La separación de distintas fuentes existentes en una sola señal sísmica es un problema interesante y al mismo tiempo difícil. En este trabajo presentamos un método semi-ciego para la separación de un solo canal sísmico para mejorar la parte de señal de origen volcánico. En este método, el esquema de descomposición de las fuentes se basa en una factorización en matrices dispersas y non-negativas (Non-negative Matrix Factorization, NMF) de la representación tiempo-frecuencia del único canal sísmico vertical. Como caso de estudio se presenta una aplicación a partir de datos sísmicos registrados en el volcán Villarrica, Chile, uno de los más activos de los Andes meridionales.

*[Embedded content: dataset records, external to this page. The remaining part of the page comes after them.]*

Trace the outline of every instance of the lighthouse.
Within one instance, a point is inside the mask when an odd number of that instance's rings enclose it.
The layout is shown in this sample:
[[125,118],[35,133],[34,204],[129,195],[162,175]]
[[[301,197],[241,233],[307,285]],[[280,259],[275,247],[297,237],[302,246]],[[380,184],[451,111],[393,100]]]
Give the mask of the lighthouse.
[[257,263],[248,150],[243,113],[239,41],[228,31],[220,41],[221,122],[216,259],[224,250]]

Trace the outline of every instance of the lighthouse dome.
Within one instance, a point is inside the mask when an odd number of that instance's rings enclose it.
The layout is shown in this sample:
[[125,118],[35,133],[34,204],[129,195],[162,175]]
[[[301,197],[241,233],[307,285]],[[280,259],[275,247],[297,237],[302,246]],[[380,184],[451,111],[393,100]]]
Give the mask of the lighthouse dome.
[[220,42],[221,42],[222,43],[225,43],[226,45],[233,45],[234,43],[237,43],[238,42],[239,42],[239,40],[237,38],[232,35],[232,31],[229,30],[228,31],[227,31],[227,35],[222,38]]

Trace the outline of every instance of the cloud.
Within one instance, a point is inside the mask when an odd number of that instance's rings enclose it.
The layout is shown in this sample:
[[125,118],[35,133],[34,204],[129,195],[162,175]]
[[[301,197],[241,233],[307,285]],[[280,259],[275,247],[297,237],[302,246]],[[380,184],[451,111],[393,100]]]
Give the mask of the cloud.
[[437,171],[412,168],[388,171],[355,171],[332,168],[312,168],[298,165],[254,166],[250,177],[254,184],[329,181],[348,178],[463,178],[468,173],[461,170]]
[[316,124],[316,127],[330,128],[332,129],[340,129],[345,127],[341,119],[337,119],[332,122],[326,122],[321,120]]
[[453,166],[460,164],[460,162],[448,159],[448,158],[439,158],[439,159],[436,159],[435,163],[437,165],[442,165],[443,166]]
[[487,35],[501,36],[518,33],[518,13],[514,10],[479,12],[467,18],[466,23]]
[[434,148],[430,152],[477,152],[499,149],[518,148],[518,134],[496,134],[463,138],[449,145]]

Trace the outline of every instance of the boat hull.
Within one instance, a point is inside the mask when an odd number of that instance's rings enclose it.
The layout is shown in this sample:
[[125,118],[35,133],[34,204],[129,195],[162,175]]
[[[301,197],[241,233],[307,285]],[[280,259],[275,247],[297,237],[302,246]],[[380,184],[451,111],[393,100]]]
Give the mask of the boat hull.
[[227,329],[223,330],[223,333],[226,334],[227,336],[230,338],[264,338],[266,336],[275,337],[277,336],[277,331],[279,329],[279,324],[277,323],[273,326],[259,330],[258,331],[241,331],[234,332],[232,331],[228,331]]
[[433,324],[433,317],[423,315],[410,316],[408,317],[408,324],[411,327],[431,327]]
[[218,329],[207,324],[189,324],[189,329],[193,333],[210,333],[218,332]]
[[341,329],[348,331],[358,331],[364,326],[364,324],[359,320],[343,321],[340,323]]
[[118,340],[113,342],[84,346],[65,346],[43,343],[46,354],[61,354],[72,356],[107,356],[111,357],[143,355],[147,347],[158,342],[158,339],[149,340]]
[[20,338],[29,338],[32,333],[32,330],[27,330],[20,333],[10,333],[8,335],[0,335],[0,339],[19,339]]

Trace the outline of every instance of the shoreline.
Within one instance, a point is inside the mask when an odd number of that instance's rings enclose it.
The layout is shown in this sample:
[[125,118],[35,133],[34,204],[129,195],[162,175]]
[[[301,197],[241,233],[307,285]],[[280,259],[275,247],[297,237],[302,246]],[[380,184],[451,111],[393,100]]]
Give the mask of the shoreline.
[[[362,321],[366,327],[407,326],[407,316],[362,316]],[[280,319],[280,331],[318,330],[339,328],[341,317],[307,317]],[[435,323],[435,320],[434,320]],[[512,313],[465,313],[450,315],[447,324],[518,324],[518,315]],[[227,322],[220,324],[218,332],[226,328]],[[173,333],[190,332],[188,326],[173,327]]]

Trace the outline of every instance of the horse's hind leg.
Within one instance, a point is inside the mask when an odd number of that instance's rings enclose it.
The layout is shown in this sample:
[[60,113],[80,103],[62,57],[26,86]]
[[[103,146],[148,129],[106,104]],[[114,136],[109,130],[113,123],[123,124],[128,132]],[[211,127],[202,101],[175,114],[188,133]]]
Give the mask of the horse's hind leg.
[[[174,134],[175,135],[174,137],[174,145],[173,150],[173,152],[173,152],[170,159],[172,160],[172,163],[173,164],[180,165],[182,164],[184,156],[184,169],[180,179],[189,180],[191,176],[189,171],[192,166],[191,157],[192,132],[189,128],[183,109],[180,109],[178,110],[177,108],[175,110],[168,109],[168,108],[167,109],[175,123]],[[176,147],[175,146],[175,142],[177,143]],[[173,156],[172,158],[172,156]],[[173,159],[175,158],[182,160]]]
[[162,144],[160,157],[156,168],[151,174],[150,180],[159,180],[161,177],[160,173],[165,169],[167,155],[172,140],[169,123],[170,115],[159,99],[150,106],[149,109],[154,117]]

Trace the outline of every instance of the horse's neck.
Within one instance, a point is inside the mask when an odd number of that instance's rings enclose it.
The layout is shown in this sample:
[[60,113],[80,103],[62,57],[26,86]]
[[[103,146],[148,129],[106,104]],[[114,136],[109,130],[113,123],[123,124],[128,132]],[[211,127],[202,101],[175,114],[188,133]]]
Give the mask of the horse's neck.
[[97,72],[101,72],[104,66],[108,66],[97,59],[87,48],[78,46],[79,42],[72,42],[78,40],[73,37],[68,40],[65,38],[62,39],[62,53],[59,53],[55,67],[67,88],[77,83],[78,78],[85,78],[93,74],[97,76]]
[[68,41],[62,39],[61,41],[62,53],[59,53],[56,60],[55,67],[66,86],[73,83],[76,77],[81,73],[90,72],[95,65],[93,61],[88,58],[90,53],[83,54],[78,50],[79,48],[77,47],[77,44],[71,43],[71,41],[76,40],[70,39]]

Los datos analizados están fuertemente contaminados por el ruido del viento y el procedimiento propuesto se utiliza para separar un componente de origen volcánico de otro de origen meteorológico.
Single channel source separation of seismic signals is an appealing but difficult problem. In this paper, we introduce a semi-blind single-channel seismic source separation method to enhance the components of volcanic origin. In this method, the source decomposition scheme is addressed as a Sparse Non-negative Matrix Factorization (NMF) of the time-frequency representation of the single vertical seismic channel. As a case study we present an application using seismic data recorded at Villarrica volcano, Chile, one of the most active in the southern Andes. The analysed dataset is strongly contaminated by wind noise and the procedure is used to separate a component of volcanic origin from another of meteorological origin.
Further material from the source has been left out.